これなら大丈夫です。私の背は姫様と同じく
らい、衣をかぶってしまえばわかりません。
あとは声まねをいたします。」
「そなた、私のために嘘を重ねさせるわけ
にはいかない。」
「・・・姫様、わたしもあお柿も姫様と
頼光様に大切にしていただきました。それ
に・・うっかりとあの市の話をしてしまっ
たのは私のせいなのですから。」
「いや・・そなたのせいではない。私が行
きたいから行くのだ。」
「姫さま・・・。」
・・・・・ふたりの少女は固く秘密を守り、
互いのつとめをうまく果たせるよう祈るよ
うに、手を握りあったのだった。




「綱・・君、最近私に秘密ごとでもあるのか
い?」庭を歩く頼光がほほえみながら、彼に
尋ねた。
「何故そう尋ねるのです?」
「いや・・勘なのだがね。」
・・・・綱はどきりとした。
大切な妹君を、危険な場所へ連れて行く手助
けをする・・などとは決して言えない。
「・・い・・いえ。」
「ふうん。そういえば、光が君のことを大変
気に入ったみたいだよ。
私が体が弱いぶん、是非、光をいろいろ守っ
てやってくれ。」
頼光はさらりとそう言うと、庭にまう蝶を
捕まえると器用に指にとまらせながら、
まっすぐ母屋へ歩いていった。

頼光様・・・物静かな美しい姫とみまごう
ほどの華奢な少年武者。しかし、その外見
とはうらはらに、どこか底知れぬ洞察力と
剛胆さを秘めた鋭いお方だ、と綱は思った。






「どうかな?」
こっそりと納屋の奥から着替えた光が現れた。
小萩が着付けを手伝い、光を庶民の子供のよ
うに仕立てた。しかし、粗末な男子の着物を
きても、内側からにじみ出る美しさは隠せな
かった。細い手足は雪の肌だし、髪は艶やか
に美しかった。
「姫さま、もっと髪をくしゃくしゃにして、
手足は汚れていなければバレてしまいます。」
「そうだな。」光は綺麗な髪を両手でぐしゃ
ぐしゃにして藁の縄で無造作に一つに束ねた。
小萩が炊屋のかまどからもってきた煤をべた
べた塗りたくると、たちまち黒い顔と手足に
なった。「うん。汚いぞ!」あお柿がそれを
見てけらけら笑った。「無礼な!」そう言っ
た綱もまた貧しい少年の格好をしていた。
光と綱。
ふたりは並ぶと、どうみても小汚い庶民の
兄弟に見えた。
光はそれでもいざというときのために、玩具
だが、本物と同じの威力のある小さな弓と矢
を隠して布にくるみ、背負った。
自分が扱える、身を守る武器は唯一この弓矢
だけ。懐にはあの美しい螺鈿の櫛が入ってい
る。
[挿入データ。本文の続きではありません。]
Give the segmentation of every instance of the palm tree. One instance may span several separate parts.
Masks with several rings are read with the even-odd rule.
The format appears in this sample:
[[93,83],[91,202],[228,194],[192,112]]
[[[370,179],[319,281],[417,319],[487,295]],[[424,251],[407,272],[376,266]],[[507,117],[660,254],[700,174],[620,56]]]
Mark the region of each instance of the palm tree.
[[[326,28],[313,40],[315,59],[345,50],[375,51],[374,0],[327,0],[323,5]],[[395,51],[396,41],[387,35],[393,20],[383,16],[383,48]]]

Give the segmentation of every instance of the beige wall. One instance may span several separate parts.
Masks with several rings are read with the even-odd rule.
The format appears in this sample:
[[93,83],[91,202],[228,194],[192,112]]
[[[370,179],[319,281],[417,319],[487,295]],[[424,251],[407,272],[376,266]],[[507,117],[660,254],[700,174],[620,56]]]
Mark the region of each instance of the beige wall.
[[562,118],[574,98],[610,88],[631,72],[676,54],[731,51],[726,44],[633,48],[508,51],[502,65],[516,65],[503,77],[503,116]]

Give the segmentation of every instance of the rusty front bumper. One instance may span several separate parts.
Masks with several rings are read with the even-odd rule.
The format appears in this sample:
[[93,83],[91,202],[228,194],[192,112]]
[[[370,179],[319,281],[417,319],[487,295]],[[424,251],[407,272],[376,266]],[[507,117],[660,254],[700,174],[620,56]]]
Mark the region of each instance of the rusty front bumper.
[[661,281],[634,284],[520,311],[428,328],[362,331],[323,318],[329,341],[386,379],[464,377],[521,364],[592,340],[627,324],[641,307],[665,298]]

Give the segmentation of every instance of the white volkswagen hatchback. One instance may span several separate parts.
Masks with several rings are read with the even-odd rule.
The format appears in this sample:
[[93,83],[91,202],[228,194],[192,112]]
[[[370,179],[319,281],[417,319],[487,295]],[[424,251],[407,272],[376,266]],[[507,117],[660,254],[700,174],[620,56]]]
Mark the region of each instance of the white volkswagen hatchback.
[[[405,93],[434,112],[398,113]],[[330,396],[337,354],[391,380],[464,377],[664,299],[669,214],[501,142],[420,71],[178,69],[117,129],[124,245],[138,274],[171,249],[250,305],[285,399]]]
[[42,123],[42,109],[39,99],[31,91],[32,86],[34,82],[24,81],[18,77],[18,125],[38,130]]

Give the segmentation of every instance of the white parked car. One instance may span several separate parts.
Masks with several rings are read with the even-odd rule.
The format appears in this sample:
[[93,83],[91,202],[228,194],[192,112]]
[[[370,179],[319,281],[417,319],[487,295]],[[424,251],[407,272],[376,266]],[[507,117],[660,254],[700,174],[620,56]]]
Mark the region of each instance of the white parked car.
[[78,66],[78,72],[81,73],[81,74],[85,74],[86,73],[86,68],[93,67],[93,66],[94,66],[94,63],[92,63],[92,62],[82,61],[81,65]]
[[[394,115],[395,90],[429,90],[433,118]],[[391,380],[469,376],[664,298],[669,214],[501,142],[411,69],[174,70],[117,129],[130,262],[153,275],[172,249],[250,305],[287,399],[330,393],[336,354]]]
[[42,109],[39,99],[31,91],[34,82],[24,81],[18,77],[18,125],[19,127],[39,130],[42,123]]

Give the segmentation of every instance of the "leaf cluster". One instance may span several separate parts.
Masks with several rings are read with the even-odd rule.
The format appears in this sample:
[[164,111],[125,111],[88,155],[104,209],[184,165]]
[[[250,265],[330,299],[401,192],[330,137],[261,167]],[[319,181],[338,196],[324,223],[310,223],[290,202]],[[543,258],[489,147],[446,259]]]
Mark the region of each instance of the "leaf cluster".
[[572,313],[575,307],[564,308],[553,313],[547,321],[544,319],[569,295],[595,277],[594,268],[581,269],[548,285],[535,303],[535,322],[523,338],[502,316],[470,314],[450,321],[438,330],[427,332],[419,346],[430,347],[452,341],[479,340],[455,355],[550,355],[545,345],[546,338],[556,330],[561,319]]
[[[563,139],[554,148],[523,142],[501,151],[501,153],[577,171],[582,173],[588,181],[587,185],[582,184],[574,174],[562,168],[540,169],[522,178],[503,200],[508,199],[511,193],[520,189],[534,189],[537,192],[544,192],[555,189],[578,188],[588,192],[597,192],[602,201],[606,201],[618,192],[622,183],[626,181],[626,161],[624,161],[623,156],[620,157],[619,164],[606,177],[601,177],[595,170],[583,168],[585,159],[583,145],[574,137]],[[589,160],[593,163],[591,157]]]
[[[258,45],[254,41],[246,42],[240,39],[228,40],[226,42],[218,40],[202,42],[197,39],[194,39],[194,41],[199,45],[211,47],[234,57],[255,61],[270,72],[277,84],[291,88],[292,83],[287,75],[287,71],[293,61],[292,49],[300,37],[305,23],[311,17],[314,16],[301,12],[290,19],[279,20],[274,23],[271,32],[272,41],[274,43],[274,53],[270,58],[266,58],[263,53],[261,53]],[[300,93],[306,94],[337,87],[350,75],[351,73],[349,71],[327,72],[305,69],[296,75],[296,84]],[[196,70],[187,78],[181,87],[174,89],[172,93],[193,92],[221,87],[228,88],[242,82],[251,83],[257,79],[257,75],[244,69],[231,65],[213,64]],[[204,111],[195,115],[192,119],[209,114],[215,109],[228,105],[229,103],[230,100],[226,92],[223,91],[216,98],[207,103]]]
綱は懐に短刀を隠し持った。
「よいですか?光さま、私の側を絶対離れな
いでください。」と綱は強く光に伝えた。
「俺は道案内で途中まで行くよ。秣を刈りに
ゆくから。そして二人を辻で待ってるから無
事にお戻りください。」あお柿は大きな背負
子に鎌を入れてごく自然に家の外に出た。
その後を綱と光がついて家をこっそり出た。

はじめて、内緒で外にでる!

光は何処までも続くような、大路の白い
漆喰壁が眩しく見えた。


兄さま、待っていてください!
光が絶対よいお薬を手に入れてきます!


<続く>
※ 話の進行上、源家に仕えるオリジナル
キャラを3人出しました。

 使用人の子供のあお柿と小萩、乳母の浜里。